En Ukraine, des champs agricoles ont été détruits. Des agriculteurs ne peuvent plus travailler ou ont fui le territoire. Le manque de carburant ou de semences n'a pas permis de préparer les nouvelles cultures. Il y a eu des bombardements, des chars ont traversé des champs, des mines ont été placées un peu partout. Comme souvent en cas de conflit, tout le potentiel agricole du pays s'effondre.
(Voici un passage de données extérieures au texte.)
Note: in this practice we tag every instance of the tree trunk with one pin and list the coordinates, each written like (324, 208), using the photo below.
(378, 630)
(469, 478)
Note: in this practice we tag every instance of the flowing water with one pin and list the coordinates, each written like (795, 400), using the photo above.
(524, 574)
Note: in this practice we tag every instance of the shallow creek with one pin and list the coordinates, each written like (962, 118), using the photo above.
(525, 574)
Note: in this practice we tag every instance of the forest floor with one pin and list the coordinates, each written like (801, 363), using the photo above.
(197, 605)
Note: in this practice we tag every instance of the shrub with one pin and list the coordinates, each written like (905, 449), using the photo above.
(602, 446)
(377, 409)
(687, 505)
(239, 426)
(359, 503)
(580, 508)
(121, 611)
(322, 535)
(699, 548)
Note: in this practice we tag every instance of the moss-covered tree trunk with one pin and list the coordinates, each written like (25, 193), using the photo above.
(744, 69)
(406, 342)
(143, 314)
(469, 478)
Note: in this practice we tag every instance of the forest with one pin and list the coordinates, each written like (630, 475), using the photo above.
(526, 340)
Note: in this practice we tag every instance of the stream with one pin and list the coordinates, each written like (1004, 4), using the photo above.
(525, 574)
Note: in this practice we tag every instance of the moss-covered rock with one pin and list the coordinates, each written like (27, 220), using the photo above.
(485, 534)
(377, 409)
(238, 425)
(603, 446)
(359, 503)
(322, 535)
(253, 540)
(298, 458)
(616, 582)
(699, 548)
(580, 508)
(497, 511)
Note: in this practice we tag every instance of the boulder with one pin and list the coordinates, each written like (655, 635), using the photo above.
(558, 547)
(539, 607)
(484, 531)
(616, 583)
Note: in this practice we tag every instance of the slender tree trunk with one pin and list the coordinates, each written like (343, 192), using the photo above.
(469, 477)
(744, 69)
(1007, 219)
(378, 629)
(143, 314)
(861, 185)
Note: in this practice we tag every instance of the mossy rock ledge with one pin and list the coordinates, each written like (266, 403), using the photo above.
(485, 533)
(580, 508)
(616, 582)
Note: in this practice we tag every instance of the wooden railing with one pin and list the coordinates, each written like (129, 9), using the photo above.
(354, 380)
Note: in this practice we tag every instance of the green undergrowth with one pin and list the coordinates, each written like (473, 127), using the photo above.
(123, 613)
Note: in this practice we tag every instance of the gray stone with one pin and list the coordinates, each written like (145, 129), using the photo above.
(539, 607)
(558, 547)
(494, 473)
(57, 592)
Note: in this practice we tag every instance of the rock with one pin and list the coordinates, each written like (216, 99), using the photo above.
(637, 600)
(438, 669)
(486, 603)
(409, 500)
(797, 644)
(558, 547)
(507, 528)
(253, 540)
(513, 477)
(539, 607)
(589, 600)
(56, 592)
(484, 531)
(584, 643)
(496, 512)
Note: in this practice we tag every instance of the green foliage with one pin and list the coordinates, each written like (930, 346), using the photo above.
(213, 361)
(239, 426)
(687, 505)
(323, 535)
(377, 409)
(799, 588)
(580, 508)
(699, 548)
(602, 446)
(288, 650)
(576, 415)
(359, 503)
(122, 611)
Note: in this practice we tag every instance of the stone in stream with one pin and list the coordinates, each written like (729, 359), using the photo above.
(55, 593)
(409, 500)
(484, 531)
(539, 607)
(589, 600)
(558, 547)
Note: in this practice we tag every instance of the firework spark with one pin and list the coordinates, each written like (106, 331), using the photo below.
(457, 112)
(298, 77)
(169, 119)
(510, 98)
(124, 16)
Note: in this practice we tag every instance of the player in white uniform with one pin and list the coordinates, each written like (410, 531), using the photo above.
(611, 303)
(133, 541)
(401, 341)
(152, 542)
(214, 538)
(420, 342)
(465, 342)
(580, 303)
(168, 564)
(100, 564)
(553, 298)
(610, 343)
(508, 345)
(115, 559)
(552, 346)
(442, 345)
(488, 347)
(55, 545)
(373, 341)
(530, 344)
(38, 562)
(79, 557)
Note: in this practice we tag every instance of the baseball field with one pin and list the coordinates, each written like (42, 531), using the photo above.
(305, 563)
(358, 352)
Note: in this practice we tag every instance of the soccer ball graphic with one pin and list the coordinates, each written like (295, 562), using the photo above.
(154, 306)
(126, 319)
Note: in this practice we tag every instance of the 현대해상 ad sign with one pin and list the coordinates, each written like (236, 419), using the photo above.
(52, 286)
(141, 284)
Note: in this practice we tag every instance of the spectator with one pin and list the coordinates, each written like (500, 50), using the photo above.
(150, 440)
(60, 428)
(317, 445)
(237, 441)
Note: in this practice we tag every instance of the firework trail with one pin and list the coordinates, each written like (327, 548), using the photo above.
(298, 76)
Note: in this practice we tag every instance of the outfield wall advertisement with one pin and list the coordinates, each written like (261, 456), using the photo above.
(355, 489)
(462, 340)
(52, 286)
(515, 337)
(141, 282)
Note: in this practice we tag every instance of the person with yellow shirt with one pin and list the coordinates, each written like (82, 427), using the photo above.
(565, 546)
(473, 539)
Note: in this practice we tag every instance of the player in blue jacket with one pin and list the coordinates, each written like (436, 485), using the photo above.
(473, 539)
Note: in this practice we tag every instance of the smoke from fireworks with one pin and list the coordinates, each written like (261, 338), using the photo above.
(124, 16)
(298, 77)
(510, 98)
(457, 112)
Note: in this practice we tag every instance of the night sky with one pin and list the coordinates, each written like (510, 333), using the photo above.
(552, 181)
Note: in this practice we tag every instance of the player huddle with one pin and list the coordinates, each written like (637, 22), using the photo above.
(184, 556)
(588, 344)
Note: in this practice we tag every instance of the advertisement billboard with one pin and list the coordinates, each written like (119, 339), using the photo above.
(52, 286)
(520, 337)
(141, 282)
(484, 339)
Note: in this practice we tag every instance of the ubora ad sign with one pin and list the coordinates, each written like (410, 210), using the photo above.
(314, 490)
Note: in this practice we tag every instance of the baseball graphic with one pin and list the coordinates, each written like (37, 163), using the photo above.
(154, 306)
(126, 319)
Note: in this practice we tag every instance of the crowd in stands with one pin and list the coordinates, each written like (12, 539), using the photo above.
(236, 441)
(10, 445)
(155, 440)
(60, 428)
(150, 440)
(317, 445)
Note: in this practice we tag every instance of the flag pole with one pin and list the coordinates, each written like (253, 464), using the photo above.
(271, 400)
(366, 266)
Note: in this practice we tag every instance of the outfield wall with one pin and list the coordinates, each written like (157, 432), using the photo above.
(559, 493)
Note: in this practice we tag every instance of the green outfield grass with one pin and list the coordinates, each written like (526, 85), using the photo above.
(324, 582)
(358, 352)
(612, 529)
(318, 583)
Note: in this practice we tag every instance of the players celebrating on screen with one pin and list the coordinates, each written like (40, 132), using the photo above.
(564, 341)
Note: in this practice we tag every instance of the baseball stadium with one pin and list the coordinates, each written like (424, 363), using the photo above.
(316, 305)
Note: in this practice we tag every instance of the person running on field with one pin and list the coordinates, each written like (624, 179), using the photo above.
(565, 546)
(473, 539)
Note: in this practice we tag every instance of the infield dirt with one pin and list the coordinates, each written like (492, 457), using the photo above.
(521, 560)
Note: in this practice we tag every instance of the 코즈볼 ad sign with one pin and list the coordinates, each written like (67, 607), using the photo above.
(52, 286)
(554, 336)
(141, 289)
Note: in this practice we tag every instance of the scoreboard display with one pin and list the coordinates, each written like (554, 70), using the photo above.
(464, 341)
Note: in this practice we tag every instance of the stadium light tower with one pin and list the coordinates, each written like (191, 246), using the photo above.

La dimension logistique est essentielle : c'est ce qui fonde les performances économiques et une bonne partie de la sécurité collective. C'est vrai pour l'énergie comme sur le plan agricole et alimentaire : quand l'ensemble des modes de transport sont contrariés, quand les équipements de stockage et de transformation, les terminaux portuaires et les bateaux sont dégradés, c'est la sécurité alimentaire du pays qui est en jeu – la population ukrainienne étant la première victime de la situation. Autre conséquence, la production agricole est difficilement exportable sur les marchés nationaux ou internationaux, d'autant que la qualité de la nourriture proposée se détériore. Nous avons tous en tête les pérégrinations du cargo Razoni dans la mer Noire puis en Méditerranée : il n'est jamais arrivé à sa destination parce que sa cargaison de maïs, qui était au fond des cales depuis plusieurs mois, s'était abîmée. La matière première agricole étant vivante, elle se dégrade pendant le transport. La logistique passe aussi par les traitements sanitaires et le soin apporté aux produits pour qu'ils gardent leur qualité. Les acheteurs prennent leur décision en fonction du prix, des caractéristiques des céréales et de la rapidité de livraison, mais aussi de la qualité du produit. Aucune société ne veut prendre de risque sur le plan alimentaire ; ce n'est pas propre à l'Europe. L'Égypte, par exemple, qui est le premier acheteur mondial de blé, a envoyé des inspecteurs sanitaires pour contrôler la qualité des grains en provenance d'Ukraine. L'une des forces de l'Europe et de la France, c'est précisément d'apporter une garantie sanitaire sur les produits agricoles et alimentaires.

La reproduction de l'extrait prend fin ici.